Evolution equations and conservation laws are derived for a quite general layered quasi-geostrophic model: with arbitrary thickness and stratification structure and with either a free or a rigid (including the possibility of topography) boundary condition, at the top and bottom. The system is shown to be Hamiltonian, and Arnol'd stability conditions are derived, in the sense of both the first and second theorem, i.e. for pseudowestward and pseudoeastward basic flows, respectively, and for arbitrary perturbations of potential vorticity and Kelvin circulations.

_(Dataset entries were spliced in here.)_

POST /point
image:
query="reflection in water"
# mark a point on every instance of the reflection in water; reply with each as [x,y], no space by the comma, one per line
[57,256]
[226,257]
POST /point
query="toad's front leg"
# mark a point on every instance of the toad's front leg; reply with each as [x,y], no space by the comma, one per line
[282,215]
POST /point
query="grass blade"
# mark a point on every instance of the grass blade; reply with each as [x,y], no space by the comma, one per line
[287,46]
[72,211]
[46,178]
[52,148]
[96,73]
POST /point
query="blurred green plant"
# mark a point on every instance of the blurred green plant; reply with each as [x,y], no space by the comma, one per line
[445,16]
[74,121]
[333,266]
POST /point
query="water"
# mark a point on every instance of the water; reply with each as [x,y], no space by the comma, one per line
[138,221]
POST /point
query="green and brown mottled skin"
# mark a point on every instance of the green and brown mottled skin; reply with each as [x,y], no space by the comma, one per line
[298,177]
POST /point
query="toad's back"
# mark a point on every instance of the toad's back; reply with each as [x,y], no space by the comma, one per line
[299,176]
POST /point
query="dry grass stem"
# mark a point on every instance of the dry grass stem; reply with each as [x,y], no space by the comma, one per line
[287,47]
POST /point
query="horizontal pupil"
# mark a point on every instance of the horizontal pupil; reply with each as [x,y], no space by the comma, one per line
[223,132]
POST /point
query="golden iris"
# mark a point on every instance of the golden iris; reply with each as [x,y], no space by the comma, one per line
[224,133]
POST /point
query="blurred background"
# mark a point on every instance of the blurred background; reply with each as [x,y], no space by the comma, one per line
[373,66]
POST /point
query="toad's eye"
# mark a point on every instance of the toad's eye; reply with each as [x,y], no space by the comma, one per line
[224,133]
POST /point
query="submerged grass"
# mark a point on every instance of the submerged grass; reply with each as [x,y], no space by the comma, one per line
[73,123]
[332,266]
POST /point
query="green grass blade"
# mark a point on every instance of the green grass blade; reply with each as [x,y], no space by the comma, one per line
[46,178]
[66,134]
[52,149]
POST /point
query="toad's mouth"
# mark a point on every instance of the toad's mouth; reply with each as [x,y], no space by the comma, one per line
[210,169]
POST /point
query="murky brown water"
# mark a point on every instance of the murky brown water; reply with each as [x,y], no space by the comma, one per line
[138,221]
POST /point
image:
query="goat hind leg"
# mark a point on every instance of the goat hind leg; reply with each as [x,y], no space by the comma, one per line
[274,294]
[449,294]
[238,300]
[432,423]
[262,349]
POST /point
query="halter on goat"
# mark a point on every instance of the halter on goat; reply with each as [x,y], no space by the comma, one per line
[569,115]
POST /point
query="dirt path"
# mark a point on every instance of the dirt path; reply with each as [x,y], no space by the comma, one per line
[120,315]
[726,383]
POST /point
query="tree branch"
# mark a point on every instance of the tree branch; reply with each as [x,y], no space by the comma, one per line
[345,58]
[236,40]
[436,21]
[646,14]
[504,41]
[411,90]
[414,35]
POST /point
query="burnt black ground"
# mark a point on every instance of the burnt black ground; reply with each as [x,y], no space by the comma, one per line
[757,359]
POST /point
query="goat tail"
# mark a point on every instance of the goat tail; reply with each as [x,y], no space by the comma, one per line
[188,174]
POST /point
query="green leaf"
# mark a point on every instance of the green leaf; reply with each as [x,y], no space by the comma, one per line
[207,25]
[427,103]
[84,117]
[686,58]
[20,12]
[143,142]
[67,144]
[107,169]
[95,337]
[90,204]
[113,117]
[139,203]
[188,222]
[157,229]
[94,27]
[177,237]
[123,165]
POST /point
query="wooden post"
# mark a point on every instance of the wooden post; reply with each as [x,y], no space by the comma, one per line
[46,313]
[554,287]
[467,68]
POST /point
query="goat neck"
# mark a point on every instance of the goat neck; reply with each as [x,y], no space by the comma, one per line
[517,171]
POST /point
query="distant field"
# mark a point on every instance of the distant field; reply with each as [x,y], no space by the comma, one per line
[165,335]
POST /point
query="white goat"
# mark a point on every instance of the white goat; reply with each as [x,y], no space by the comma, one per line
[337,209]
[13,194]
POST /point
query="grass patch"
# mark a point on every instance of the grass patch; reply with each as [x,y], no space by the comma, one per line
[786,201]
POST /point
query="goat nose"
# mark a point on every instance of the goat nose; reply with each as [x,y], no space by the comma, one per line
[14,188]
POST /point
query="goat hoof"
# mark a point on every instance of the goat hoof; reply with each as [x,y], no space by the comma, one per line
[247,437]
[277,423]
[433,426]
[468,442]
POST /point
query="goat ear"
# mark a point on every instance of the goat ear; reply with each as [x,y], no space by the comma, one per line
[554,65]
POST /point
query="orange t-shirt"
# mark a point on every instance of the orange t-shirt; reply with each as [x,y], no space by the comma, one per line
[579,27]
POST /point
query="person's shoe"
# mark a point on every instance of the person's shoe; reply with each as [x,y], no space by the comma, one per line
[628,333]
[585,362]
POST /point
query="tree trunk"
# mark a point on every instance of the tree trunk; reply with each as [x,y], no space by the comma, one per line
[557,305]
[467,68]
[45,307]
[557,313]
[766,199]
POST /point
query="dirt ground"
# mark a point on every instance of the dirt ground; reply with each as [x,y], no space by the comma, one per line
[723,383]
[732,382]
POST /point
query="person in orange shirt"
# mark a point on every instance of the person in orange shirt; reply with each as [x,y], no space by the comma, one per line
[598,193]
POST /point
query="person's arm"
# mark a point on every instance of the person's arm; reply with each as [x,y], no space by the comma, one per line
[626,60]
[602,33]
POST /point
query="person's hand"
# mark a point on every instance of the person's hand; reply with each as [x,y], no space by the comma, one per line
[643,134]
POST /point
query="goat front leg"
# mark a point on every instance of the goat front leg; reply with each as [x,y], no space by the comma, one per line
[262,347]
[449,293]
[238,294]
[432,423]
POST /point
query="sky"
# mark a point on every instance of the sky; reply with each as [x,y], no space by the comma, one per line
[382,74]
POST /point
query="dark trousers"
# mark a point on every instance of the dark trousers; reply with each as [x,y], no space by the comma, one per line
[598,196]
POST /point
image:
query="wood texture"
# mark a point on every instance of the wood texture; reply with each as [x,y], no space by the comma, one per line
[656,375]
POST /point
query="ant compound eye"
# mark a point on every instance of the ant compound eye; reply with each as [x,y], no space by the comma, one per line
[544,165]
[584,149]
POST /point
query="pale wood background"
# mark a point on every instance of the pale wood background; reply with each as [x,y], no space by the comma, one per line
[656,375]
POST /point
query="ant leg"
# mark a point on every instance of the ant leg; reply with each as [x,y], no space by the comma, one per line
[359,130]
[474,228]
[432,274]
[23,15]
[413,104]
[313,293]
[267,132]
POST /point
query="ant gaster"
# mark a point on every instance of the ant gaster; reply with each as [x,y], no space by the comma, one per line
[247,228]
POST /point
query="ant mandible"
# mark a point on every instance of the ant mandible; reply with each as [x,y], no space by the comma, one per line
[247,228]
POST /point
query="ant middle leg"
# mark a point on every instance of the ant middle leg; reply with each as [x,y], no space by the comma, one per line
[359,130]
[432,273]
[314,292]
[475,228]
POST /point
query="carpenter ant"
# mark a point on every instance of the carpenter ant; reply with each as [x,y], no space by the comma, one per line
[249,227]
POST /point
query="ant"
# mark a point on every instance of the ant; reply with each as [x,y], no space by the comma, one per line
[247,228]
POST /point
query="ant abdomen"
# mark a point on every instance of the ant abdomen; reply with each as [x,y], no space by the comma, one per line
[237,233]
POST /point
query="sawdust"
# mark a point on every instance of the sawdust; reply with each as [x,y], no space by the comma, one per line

Two examples of parallel basic flow in a channel are analysed: the sine profile in the so-called equivalent barotropic model (one layer with a free boundary) and Phillips’ problem (uniform flow in each of two layers with rigid boundaries). Using the second theorem with the optimum combination of pseudoenergy and pseudomomentum it is shown that, in both cases, the basic state is nonlinearly stable if the channel width L is small enough, namely, ΛL < π and $2(f_0L/\pi)^2 < g^{\prime}(H_1H_2)^{\frac{1}{2}} $, respectively. (In the first problem, Λ is the wavenumber of the sine profile; in the second one, g′ is the reduced gravity, H1 and H2 are the layer thicknesses, and f0 is the Coriolis parameter). The stability condition of either problem is found to be also a necessary one: as soon as it is violated a grave mode becomes unstable. It is shown explicitly that the second variation of the pseudoenergy and pseudomomentum of a growing (decaying) normal mode is identically zero, defining the direction of the unstable (stable) manifold.